S. 2992 makes a litany of actions unlawful for companies over a government-determined size. The most notable provision prohibits targeted companies from promoting their own private-label products next to offerings from competing businesses on the platform.
In a weak attempt to convince conservatives that the bill bans Big Tech censorship, Section 3(a)(3) of the bill prevents targeted companies from “[discriminating] in the application or enforcement of the terms of service of the covered platform among similarly situated business users in a manner that would materially harm competition.”
Of course, this red herring does not actually address Big Tech censorship – it would simply put unelected bureaucrats in charge of content moderation decisions that only seem to go against conservatives. As a whole, the bill puts companies in a “mother-may-I” relationship with the Biden Administration. Marrying Big Tech and Big Government will not lead to a scenario that is good for conservatives online.
Empowering the Biden FTC in particular should be of particular concern for conservatives who may be flirting with the idea of voting for this bill. FTC Chair Lina Khan, who is presiding over an agency-wide exodus because of her “abusive” and “tyrannical” leadership style, has called for using antitrust to go after so-called “disinformation.” FTC Commissioner Rebecca Slaughter has called for the government to use antitrust authority to confront “systemic racism.”
Democrats are in disarray as the legislative calendar narrows. In private, Senate Democrats are backing off the bill, with one aide calling it Klobuchar’s “pet project.” According to Politico, “a handful of Democrats have also privately complained that Klobuchar’s office has been unresponsive to criticism about the legislation, and that they’ve had difficulty convincing her staffers to discuss some of their suggested tweaks.”

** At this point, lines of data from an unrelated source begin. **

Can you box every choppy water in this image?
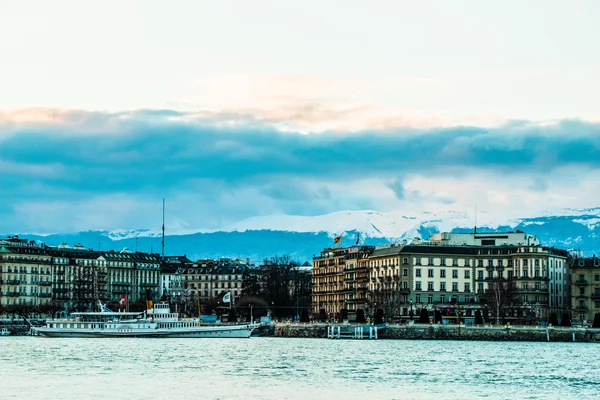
[0,337,600,400]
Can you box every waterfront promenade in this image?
[273,322,600,342]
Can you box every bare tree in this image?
[483,277,520,324]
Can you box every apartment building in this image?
[0,237,52,306]
[177,258,250,304]
[313,232,570,323]
[569,256,600,324]
[312,247,355,319]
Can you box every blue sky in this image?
[0,1,600,232]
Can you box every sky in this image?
[0,0,600,233]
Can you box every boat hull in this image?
[33,325,255,338]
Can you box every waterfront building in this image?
[312,247,349,319]
[177,258,250,302]
[569,255,600,324]
[313,232,570,323]
[159,254,193,298]
[0,236,52,306]
[98,248,161,302]
[342,246,375,319]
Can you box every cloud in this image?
[0,110,600,231]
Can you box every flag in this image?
[223,292,231,303]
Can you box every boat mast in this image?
[160,197,165,261]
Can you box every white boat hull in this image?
[32,325,257,338]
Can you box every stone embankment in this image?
[273,323,600,342]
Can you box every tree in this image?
[560,311,571,326]
[419,307,429,324]
[475,310,483,325]
[356,308,366,324]
[592,313,600,328]
[300,309,309,322]
[341,308,348,321]
[319,308,327,322]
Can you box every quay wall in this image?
[273,323,600,342]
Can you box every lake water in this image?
[0,337,600,400]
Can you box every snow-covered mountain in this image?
[0,207,600,262]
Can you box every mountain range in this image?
[0,207,600,263]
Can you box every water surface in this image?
[0,337,600,400]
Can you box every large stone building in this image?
[570,256,600,324]
[313,232,570,323]
[177,258,250,305]
[0,236,161,311]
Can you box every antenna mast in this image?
[160,197,165,259]
[473,202,477,234]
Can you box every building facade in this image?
[569,256,600,324]
[313,232,571,324]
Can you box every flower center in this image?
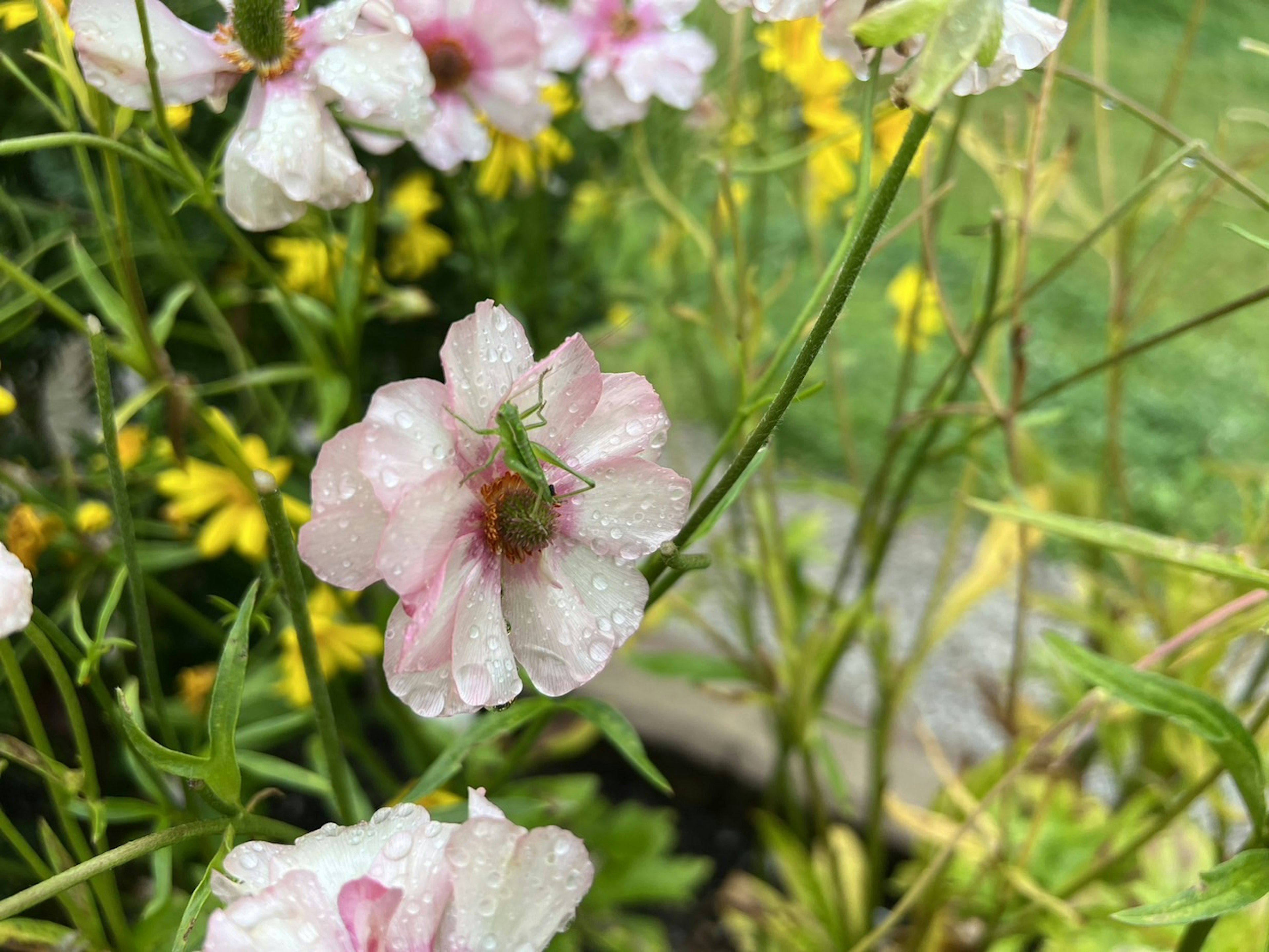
[216,0,302,79]
[480,472,556,562]
[424,39,472,93]
[613,10,638,39]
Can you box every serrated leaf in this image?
[1046,635,1265,830]
[850,0,948,48]
[401,697,555,802]
[1112,849,1269,925]
[561,697,674,796]
[968,499,1269,585]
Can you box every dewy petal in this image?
[503,538,647,697]
[203,873,355,952]
[561,373,670,472]
[299,423,387,589]
[383,534,521,717]
[559,458,692,561]
[0,545,32,637]
[377,470,481,595]
[435,792,595,952]
[440,301,533,468]
[361,378,461,509]
[67,0,241,109]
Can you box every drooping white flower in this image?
[0,543,32,638]
[203,789,594,952]
[70,0,434,231]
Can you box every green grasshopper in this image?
[450,371,595,505]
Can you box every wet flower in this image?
[203,789,594,952]
[176,661,218,717]
[886,264,943,353]
[6,503,66,571]
[70,0,433,231]
[476,83,574,199]
[551,0,716,130]
[381,0,551,171]
[0,546,32,637]
[75,499,114,536]
[299,301,689,717]
[383,171,454,281]
[278,585,383,707]
[155,410,307,562]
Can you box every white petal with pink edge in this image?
[361,377,461,509]
[0,545,32,637]
[559,458,692,561]
[67,0,241,109]
[299,423,387,589]
[503,540,647,697]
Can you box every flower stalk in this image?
[255,470,361,824]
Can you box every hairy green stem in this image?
[255,470,358,824]
[88,317,176,749]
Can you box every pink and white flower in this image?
[552,0,717,130]
[70,0,434,231]
[378,0,555,171]
[0,543,32,638]
[203,789,594,952]
[299,301,690,717]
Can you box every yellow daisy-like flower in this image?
[176,661,217,717]
[5,503,65,571]
[155,410,308,562]
[0,0,66,29]
[476,83,574,199]
[886,264,943,353]
[75,499,114,536]
[278,585,383,707]
[383,171,454,281]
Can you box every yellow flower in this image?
[155,410,308,562]
[176,663,216,717]
[476,83,574,199]
[383,171,454,281]
[886,264,943,353]
[754,17,854,99]
[75,499,114,536]
[5,503,63,571]
[278,585,383,707]
[0,0,66,29]
[164,105,194,132]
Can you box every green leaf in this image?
[627,651,750,683]
[1112,849,1269,925]
[968,499,1269,585]
[401,697,555,802]
[559,697,674,796]
[1046,635,1265,830]
[203,579,260,804]
[850,0,948,50]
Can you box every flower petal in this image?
[299,423,387,589]
[561,373,670,472]
[558,457,692,561]
[437,815,594,952]
[359,378,459,509]
[503,540,647,697]
[440,301,533,468]
[376,468,481,595]
[0,545,32,637]
[67,0,241,109]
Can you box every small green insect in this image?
[450,369,595,505]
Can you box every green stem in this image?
[88,317,176,749]
[650,113,934,581]
[255,470,357,824]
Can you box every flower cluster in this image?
[204,789,594,952]
[70,0,714,230]
[299,301,690,717]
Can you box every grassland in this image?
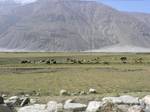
[0,53,150,100]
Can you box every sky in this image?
[97,0,150,13]
[0,0,150,13]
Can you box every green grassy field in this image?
[0,53,150,96]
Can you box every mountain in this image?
[0,0,150,51]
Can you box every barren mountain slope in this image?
[0,0,150,51]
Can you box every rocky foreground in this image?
[0,95,150,112]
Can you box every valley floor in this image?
[0,53,150,102]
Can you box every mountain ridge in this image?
[0,0,150,51]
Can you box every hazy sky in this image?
[97,0,150,13]
[0,0,150,13]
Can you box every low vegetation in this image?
[0,53,150,96]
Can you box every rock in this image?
[80,91,86,95]
[20,97,30,107]
[142,95,150,105]
[118,105,129,112]
[0,96,4,104]
[127,105,144,112]
[64,103,87,112]
[60,89,68,96]
[30,99,37,104]
[65,99,75,104]
[120,95,140,105]
[144,105,150,112]
[86,101,103,112]
[2,94,7,98]
[0,104,12,112]
[18,104,48,112]
[8,96,19,100]
[102,97,122,104]
[5,96,21,106]
[89,88,96,94]
[102,95,140,105]
[47,101,63,112]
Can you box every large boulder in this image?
[0,96,4,104]
[0,104,12,112]
[117,105,130,112]
[64,103,87,112]
[86,101,103,112]
[5,96,21,106]
[142,95,150,105]
[102,95,140,105]
[47,101,63,112]
[20,97,30,107]
[89,88,97,94]
[18,104,48,112]
[128,105,144,112]
[60,89,68,96]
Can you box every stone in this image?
[89,88,96,94]
[60,89,68,96]
[20,97,30,107]
[80,91,86,95]
[8,96,19,100]
[86,101,103,112]
[0,104,12,112]
[18,104,48,112]
[47,101,63,112]
[64,103,87,112]
[144,105,150,112]
[127,105,144,112]
[30,99,37,104]
[102,95,140,105]
[120,95,140,105]
[142,95,150,105]
[118,105,129,112]
[5,96,21,106]
[0,96,4,104]
[102,97,122,104]
[65,99,75,104]
[2,94,7,98]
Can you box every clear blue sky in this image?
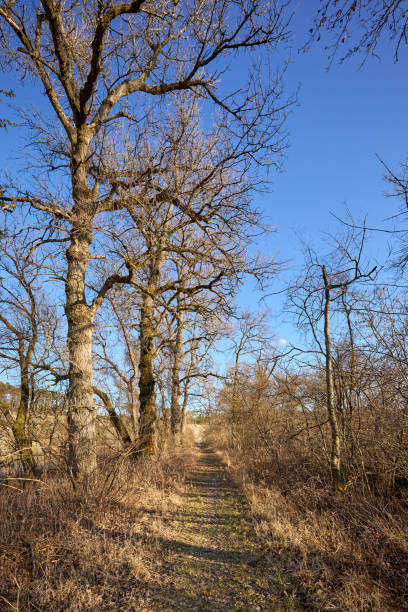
[237,0,408,340]
[0,0,408,352]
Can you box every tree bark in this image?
[12,363,36,474]
[180,381,188,443]
[322,266,342,491]
[170,311,183,436]
[139,292,157,455]
[65,204,96,478]
[93,387,132,449]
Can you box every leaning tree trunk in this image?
[65,210,96,478]
[322,266,342,491]
[12,364,36,474]
[170,312,183,436]
[180,380,189,443]
[139,288,157,455]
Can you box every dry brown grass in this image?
[0,430,195,612]
[211,429,408,612]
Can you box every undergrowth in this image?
[207,430,408,612]
[0,430,195,612]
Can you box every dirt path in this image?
[140,443,294,612]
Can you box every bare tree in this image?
[0,220,55,472]
[289,230,376,491]
[311,0,408,61]
[0,0,294,476]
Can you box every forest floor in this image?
[135,443,301,612]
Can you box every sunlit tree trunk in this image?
[322,266,342,491]
[139,288,157,455]
[170,311,183,436]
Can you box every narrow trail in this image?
[146,443,286,612]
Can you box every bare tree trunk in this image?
[322,266,342,491]
[65,213,96,478]
[170,311,183,436]
[139,290,157,455]
[12,364,36,474]
[93,387,132,449]
[180,381,188,443]
[128,377,139,439]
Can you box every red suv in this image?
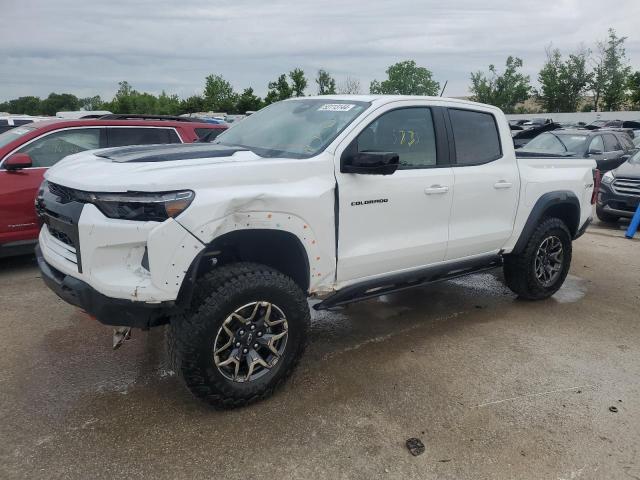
[0,115,227,257]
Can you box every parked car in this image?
[0,115,49,133]
[0,115,226,257]
[596,152,640,223]
[37,95,595,408]
[518,130,638,172]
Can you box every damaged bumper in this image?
[36,246,174,328]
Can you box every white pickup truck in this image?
[36,96,595,407]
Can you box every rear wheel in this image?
[504,218,572,300]
[170,263,310,408]
[596,207,620,223]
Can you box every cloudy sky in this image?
[0,0,640,101]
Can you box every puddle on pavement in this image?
[552,275,587,303]
[449,273,511,295]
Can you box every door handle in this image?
[493,180,513,190]
[424,185,449,195]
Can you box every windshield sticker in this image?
[318,103,356,112]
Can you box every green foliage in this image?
[289,68,307,97]
[40,93,80,116]
[598,28,631,111]
[264,73,293,105]
[537,49,591,112]
[369,60,440,95]
[624,71,640,110]
[204,75,238,113]
[2,96,41,115]
[316,69,336,95]
[180,95,206,114]
[236,87,262,114]
[470,56,531,113]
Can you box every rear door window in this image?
[107,127,180,147]
[356,107,437,168]
[587,135,604,153]
[603,133,622,152]
[16,128,103,167]
[449,108,502,165]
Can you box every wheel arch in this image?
[511,190,580,254]
[186,228,310,293]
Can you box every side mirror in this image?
[340,152,400,175]
[3,153,33,171]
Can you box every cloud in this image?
[0,0,640,100]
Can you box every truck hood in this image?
[45,144,270,192]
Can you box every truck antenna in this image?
[440,80,449,96]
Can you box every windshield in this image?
[213,99,371,158]
[0,127,35,148]
[522,133,587,153]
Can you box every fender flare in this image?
[511,190,580,254]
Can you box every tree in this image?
[537,48,591,113]
[236,87,262,113]
[316,69,336,95]
[470,56,531,113]
[369,60,440,95]
[154,90,180,115]
[78,95,103,110]
[204,75,237,113]
[289,68,307,97]
[338,77,361,95]
[624,71,640,110]
[264,73,293,105]
[180,95,206,114]
[40,93,80,116]
[7,96,41,115]
[598,28,631,111]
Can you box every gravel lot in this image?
[0,219,640,480]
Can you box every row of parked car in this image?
[0,114,228,257]
[510,118,640,223]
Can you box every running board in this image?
[313,255,502,310]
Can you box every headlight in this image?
[82,190,195,222]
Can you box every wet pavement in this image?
[0,225,640,480]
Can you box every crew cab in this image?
[0,115,226,257]
[37,95,595,408]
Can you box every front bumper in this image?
[36,246,174,328]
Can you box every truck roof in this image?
[296,95,499,110]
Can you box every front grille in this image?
[611,177,640,196]
[48,182,79,203]
[48,226,76,249]
[36,182,86,273]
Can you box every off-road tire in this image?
[167,263,310,408]
[504,218,572,300]
[596,207,620,223]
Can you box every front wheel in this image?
[504,218,572,300]
[170,263,310,408]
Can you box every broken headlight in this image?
[82,190,195,222]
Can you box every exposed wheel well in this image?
[543,203,580,237]
[198,229,309,292]
[511,191,580,254]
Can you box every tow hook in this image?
[113,327,131,350]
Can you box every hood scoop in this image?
[95,143,248,163]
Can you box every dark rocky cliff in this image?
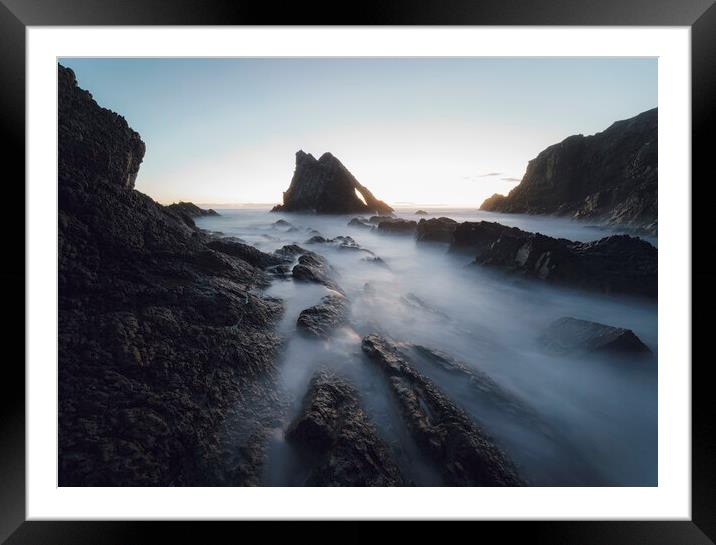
[58,66,282,486]
[481,108,658,233]
[274,150,393,214]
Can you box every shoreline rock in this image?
[539,317,651,356]
[362,335,524,486]
[415,217,458,243]
[376,218,418,235]
[480,108,658,234]
[296,293,350,339]
[286,370,404,486]
[271,150,393,214]
[58,65,283,486]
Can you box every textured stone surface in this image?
[476,230,658,298]
[450,221,525,257]
[273,150,393,214]
[296,293,350,338]
[481,108,658,233]
[165,201,219,227]
[286,370,403,486]
[58,66,282,486]
[376,218,418,235]
[362,335,524,486]
[540,317,651,355]
[415,217,458,243]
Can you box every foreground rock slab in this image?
[165,201,219,225]
[450,221,658,298]
[292,252,343,293]
[362,335,524,486]
[273,150,393,214]
[286,370,404,486]
[540,317,651,355]
[296,293,350,338]
[58,66,282,486]
[415,217,458,243]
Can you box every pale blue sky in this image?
[60,58,657,206]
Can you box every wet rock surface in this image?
[539,317,651,356]
[415,217,458,243]
[408,345,537,421]
[450,221,526,257]
[206,237,284,269]
[296,293,350,338]
[166,201,219,227]
[376,218,418,235]
[348,218,373,229]
[286,370,404,486]
[476,229,658,298]
[292,252,343,293]
[58,66,282,486]
[362,335,524,486]
[481,108,658,233]
[273,150,393,214]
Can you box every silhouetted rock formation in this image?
[540,317,651,355]
[481,108,658,232]
[415,218,457,242]
[286,371,404,486]
[58,66,282,486]
[206,237,285,269]
[296,293,350,338]
[362,335,524,486]
[272,150,393,214]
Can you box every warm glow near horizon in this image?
[60,58,657,207]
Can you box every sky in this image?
[60,57,657,207]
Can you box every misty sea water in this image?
[197,206,658,486]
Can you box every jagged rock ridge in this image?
[273,150,393,214]
[481,108,658,233]
[58,66,282,486]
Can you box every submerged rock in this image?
[206,238,284,269]
[405,344,543,425]
[166,201,219,218]
[348,218,373,229]
[415,217,457,242]
[540,317,651,355]
[361,256,390,269]
[368,216,396,225]
[450,221,525,257]
[57,66,282,486]
[286,370,404,486]
[481,108,658,233]
[476,229,658,298]
[362,335,524,486]
[296,293,350,338]
[377,218,418,235]
[273,150,393,214]
[293,252,343,293]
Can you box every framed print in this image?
[0,1,716,544]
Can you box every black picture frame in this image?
[0,0,716,545]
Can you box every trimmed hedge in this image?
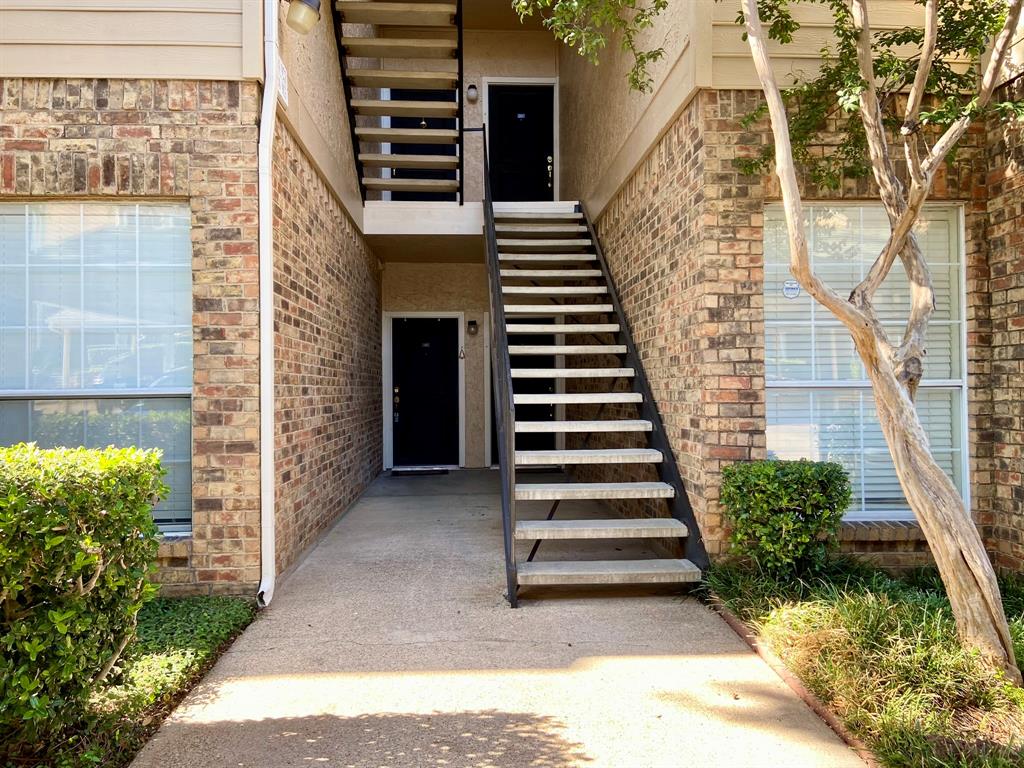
[721,460,851,573]
[0,444,168,755]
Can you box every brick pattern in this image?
[273,124,382,571]
[587,90,995,566]
[0,80,259,593]
[979,86,1024,571]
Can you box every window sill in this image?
[839,520,926,542]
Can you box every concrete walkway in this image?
[134,471,863,768]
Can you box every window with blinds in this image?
[764,204,968,519]
[0,203,193,531]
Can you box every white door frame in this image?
[381,311,466,469]
[480,76,561,201]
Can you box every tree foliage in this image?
[512,0,669,91]
[736,0,1024,189]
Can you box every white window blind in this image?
[0,203,193,530]
[765,204,968,519]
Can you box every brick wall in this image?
[0,80,259,594]
[982,86,1024,571]
[588,90,995,567]
[273,124,382,570]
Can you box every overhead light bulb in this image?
[286,0,319,35]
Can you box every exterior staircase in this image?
[484,167,708,607]
[334,0,463,202]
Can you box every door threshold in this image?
[391,465,459,477]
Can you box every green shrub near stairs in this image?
[0,444,168,755]
[721,460,851,573]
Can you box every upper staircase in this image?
[334,0,463,202]
[484,166,708,606]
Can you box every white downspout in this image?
[257,0,279,606]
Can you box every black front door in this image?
[487,85,555,201]
[391,317,459,467]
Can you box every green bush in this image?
[722,461,850,572]
[0,444,167,754]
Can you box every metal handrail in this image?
[455,0,466,205]
[482,125,519,608]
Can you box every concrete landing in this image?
[133,471,863,768]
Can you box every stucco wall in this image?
[383,261,489,467]
[0,0,263,80]
[273,123,381,571]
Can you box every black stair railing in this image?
[482,126,519,608]
[579,203,710,570]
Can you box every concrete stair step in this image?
[359,153,459,171]
[501,269,601,280]
[512,368,637,379]
[341,37,459,58]
[515,517,688,542]
[515,482,676,502]
[498,238,594,254]
[517,559,701,587]
[362,178,459,193]
[495,210,583,224]
[502,286,608,296]
[515,419,652,433]
[505,344,626,354]
[512,392,643,406]
[351,98,459,118]
[505,304,613,317]
[495,223,587,238]
[498,253,597,264]
[337,0,458,27]
[355,128,459,144]
[505,323,618,334]
[515,449,665,467]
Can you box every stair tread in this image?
[515,449,665,466]
[517,558,701,586]
[359,153,459,170]
[515,482,676,501]
[512,392,643,406]
[498,253,597,263]
[351,98,459,118]
[337,0,457,27]
[362,178,459,193]
[502,286,608,296]
[514,419,653,432]
[347,69,459,90]
[355,128,459,144]
[505,323,618,334]
[508,344,626,354]
[505,304,613,315]
[499,269,601,280]
[515,517,688,541]
[512,368,636,379]
[341,37,459,58]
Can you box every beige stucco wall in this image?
[558,0,923,215]
[382,261,489,467]
[280,3,362,227]
[0,0,263,80]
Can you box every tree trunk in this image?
[862,355,1021,685]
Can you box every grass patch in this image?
[708,559,1024,768]
[27,597,256,768]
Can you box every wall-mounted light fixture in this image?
[286,0,321,35]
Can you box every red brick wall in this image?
[982,88,1024,571]
[0,80,259,594]
[592,90,995,567]
[273,125,382,570]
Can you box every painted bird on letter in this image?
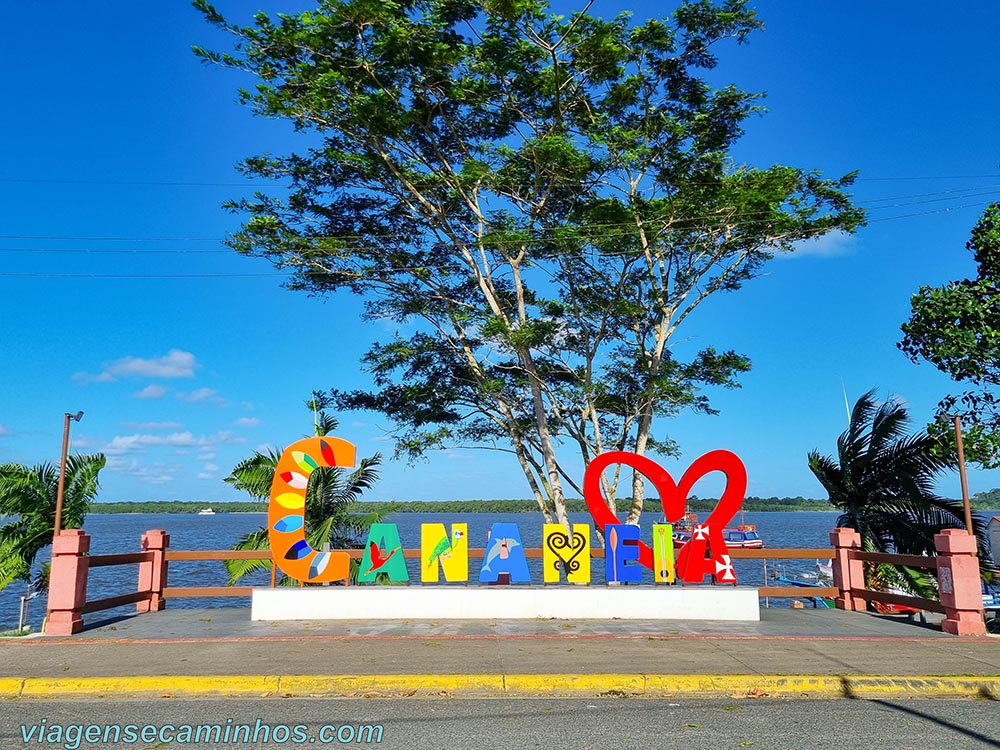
[427,529,465,567]
[365,542,399,575]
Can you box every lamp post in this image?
[52,411,83,539]
[953,414,973,534]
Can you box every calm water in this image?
[0,512,992,630]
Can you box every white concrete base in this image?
[250,586,760,622]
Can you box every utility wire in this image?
[0,185,1000,250]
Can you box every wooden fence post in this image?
[830,528,867,612]
[934,529,986,635]
[45,529,90,635]
[135,529,170,612]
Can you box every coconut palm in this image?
[809,390,986,599]
[0,453,105,590]
[225,404,392,586]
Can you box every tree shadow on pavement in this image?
[840,677,1000,748]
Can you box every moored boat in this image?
[663,510,764,549]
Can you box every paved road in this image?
[0,698,1000,750]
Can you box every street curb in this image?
[0,674,1000,700]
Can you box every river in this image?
[0,511,997,631]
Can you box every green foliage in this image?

S. 2992 is clearly fraught with numerous problems. Its sponsors have been so secretive and unresponsive to changes that lawmakers are warring in public to secure eleventh-hour changes that would damage conservative speech. No Republican should vote for a bill that would dramatically increase the size and scope of government in this fashion, especially one that is being jammed through to let Democrats run on a fake accomplishment before the midterm election.